That's crucial, explains Sarah Knuckey at Just Security. "In essence," she writes, "the report states that it is governments who now bear the legal burden of explaining the strikes." 

Emmerson also addresses the need for intergovernmental discussion about drone-related legal issues on which there is currently no clear international consensus or "where current practices and interpretations appear to challenge established legal norms." Conor Friedersdorf summarizes those legal issues at The Atlantic, arguing that as drone use proliferates, the norms the Obama administration has established could be disastrous, internationally and for Americans: 

1) Does the right to self-defense under international law entitle a state to kill people in another state without its permission, if the target is an armed group that poses a direct and immediate threat of attack, but has no connection to its host state? If so, what conditions must be present to justify such an attack? Does it arise when the host state is judged unable or unwilling to prevent the threat from materializing?

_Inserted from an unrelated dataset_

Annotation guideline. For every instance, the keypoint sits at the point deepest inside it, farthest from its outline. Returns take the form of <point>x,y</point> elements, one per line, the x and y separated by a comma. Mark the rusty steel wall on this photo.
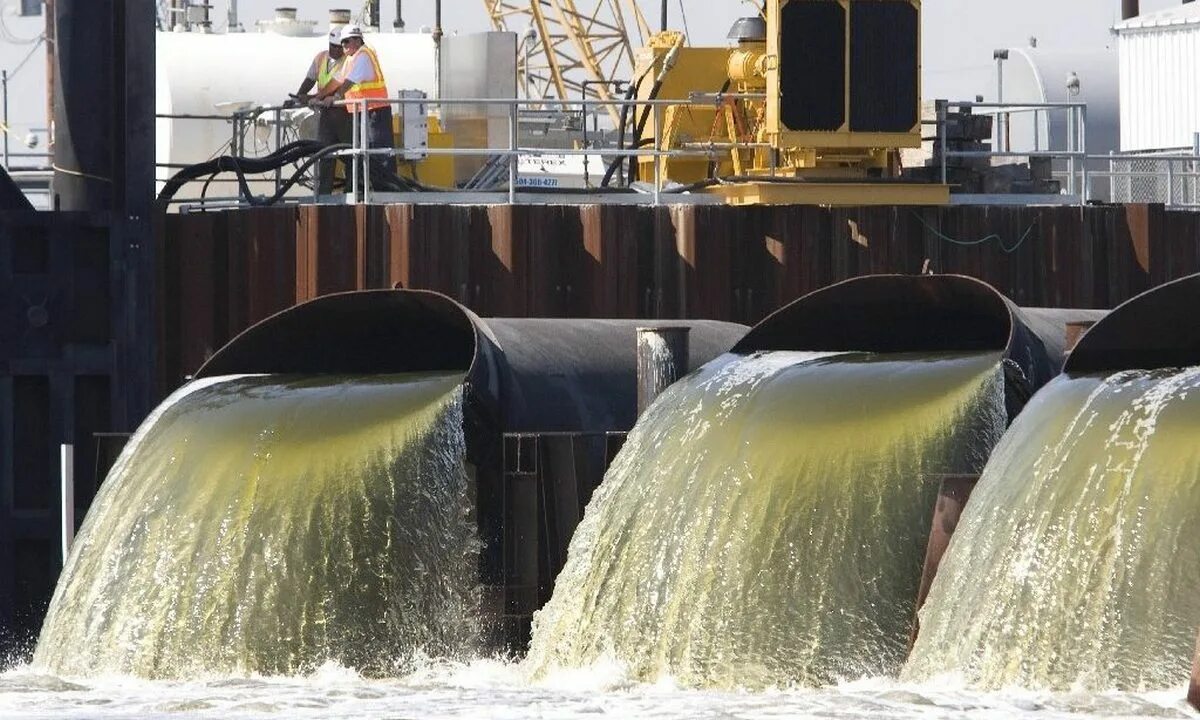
<point>60,383</point>
<point>223,271</point>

2) Is the principle of self-defense "confined to situations in which an armed attack has already taken place," or does it entitle a state to act preemptively on the territory of another state "where it judges that there is an imminent risk of attack to its own interests?" And if so, how is the standard of imminence to be defined?

3) International law decides whether or not a state of "non-international armed conflict" has come into existence based in part on the intensity of hostilities. Does this test "require an assessment of the severity and frequency of armed attacks occurring within defined geographical boundaries?" When applying the test, "is it legitimate to aggregate armed attacks occurring in geographically diverse locations in order to determine whether, taken as a whole, they cross the intensity threshold?" If a state can be engaged in a non-international armed conflict with a non-state armed group that operates transnationally, does that mean a non-international armed conflict can exist without finite boundaries?

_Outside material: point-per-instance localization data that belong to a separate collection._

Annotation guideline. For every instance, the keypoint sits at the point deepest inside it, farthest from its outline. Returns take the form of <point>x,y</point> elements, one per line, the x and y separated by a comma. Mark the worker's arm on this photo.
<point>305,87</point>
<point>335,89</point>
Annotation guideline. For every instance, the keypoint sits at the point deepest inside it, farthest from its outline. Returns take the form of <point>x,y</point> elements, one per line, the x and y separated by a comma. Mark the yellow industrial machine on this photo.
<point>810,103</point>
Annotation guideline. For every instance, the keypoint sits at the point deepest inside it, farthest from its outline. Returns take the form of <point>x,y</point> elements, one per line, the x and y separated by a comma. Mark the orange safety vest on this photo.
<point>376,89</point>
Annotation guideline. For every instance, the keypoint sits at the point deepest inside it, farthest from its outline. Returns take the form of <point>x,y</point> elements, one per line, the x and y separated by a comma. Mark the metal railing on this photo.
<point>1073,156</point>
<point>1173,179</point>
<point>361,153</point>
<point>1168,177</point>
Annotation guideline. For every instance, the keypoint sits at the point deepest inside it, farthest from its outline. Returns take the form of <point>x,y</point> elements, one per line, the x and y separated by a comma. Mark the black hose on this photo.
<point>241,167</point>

Other international legal issues Emmerson identifies: whether humanitarian law allows targeting people "directly participating in hostilities who are located in a non-belligerent state" and under what circumstances; whether the pattern, frequency, and intensity of Al Qaeda attacks still make them equivalent to "a state of armed conflict"; whether the Red Cross's standard for determining which individuals may be targeted by lethal force is adequate; whether individuals who have ceased active involvement in hostilities are still legitimate targets; whether providing food, financing, or logistical support amounts to "direct participation in hostilities" for targeting purposes; and when legitimate military targets must be captured rather than killed. 

Ultimately, Emmerson offers two specific recommendations: 1) States that conducted any of the 30 documented civilian-harming drone strikes should publicly explain them, and 2) the U.N. Human Rights Council should establish a panel of experts to report on legal issues arising from the use of drones for targeted killings.